Она покачала головой и ничего не ответила.
Спейд спросил, досадливо нахмурившись:
– Зачем вам потребовалось следить за ним?
– Я хотела узнать, как далеко он зашел. Он даже не сказал мне, где живет. Мне нужно было выяснить, что он делает, с кем встречается, ну и все такое.
– Это он убил Арчера?
Она взглянула на него с удивлением.
– Конечно.
– В кобуре у него нашли «люгер». А ведь Арчера убили не из «люгера».
– У него был еще один пистолет в кармане плаща.
– Вы сами видели?
– О, я видела его не раз. Он всегда носил в том кармане оружие. Вчера вечером я пистолет не видела, но я знаю, что он никогда бы не вышел на улицу, не положив в карман того, что стреляет.
– Зачем ему так много пистолетов?
– Он ими зарабатывал себе на жизнь. В Гонконге говорили, что на Восток он попал как телохранитель одного американского профессионального игрока, которому пришлось покинуть Штаты, и что игрок этот исчез. Говорили, что Флойд как-то связан с его исчезновением. Этого я не знаю. Зато я знаю, что он всегда был вооружен до зубов и что не ложился спать, не разбросав по полу мятые газеты – чтобы никто не мог бесшумно пробраться в его комнату.
– Хорошего же приятеля вы себе нашли.
– Только такой и мог помочь мне, – сказала она простодушно, – если бы, конечно, не предал меня.
– Вот именно, – Спейд смотрел на нее в мрачной задумчивости, сжав нижнюю губу большим и указательным пальцами. Поперечные складки на переносице стали резче, брови сдвинулись. – Ваше положение очень паршиво?
– Хуже не бывает, – сказала она.
– Ваша жизнь под угрозой?
– Я не героиня. И считаю, что хуже смерти ничего не бывает.
– Значит, я прав?
– Меня обязательно убьют, – тут ее начала бить дрожь, – если вы не поможете мне.
Он убрал пальцы от губы и провел всей пятерней по волосам.
– Я не Господь Бог, – сказал он раздраженно. – Чудес творить не умею. – Он мельком взглянул на часы. – Время идет, а я не узнал ничего, что позволило бы мне начать работу. Кто убил Терзби?
Она поднесла смятый носовой платок ко рту и сказала сквозь него:
– Не знаю.
– Ваши враги или его?
– Не знаю.
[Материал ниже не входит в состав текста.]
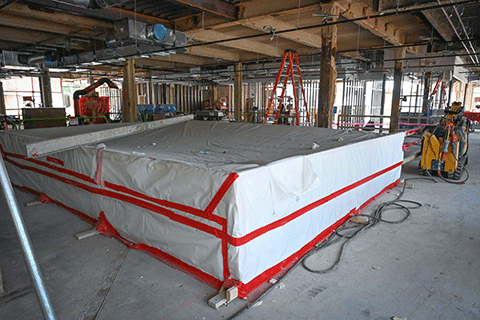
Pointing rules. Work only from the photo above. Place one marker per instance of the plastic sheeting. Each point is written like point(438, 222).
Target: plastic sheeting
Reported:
point(223, 201)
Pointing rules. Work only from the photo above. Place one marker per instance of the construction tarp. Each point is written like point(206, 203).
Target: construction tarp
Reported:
point(225, 202)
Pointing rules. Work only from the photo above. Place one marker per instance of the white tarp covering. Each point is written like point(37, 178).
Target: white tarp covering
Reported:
point(223, 200)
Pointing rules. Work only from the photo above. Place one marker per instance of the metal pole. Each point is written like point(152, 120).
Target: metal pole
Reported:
point(33, 268)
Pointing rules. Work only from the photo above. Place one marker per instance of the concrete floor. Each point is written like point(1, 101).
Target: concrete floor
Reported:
point(424, 268)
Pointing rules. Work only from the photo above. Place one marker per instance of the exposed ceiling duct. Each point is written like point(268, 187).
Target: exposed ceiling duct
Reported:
point(92, 4)
point(131, 39)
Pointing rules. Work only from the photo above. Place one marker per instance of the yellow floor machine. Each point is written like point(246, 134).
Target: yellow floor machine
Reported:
point(445, 145)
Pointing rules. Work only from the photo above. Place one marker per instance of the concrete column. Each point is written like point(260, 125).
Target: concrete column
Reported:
point(328, 70)
point(129, 88)
point(238, 92)
point(151, 99)
point(2, 100)
point(45, 89)
point(397, 89)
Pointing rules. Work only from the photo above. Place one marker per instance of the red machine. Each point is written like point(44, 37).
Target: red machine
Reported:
point(473, 116)
point(92, 106)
Надеюсь, что его, но боюсь… я не знаю.
– Чем он вам должен был помочь? Зачем вы притащили его сюда из Гонконга?
Она бросила на него испуганный взгляд и молча покачала головой. На ее осунувшемся печальном лице появилось упрямое выражение.
Спейд встал, засунул руки в карманы пиджака и хмуро уставился на нее сверху вниз.
– Ни черта не получится, – сказал он грубо. – Я для вас ничего не смогу сделать. Я даже не знаю, что вы от меня хотите. И подозреваю, что вы сами не знаете, чего вам надо.
Она уронила голову на грудь и заплакала.
Он издал какое-то звериное рычание и взял со стола шляпу.
– Пожалуйста, – взмолилась она тихим сдавленным голосом, не поднимая головы, – не ходите в полицию.
– Не ходите в полицию! – заорал он в ярости. – Полицейские носятся за мной с четырех часов утра. Я черт знает как рискую, пытаясь отвязаться от них. И ради чего? Ради идиотского предположения, что я могу помочь вам. А я не могу. И пытаться не буду. – Он надел шляпу и натянул ее поглубже. – «Не ходите в полицию»! Мне и ходить не надо, достаточно стоять, и они слетятся, как мухи на мед. И тогда я им все расскажу, а вы уж выпутывайтесь, как знаете.
Она поднялась с кушетки и выпрямилась, так и не сумев унять дрожь в коленях, ее губы и подбородок непроизвольно подергивались.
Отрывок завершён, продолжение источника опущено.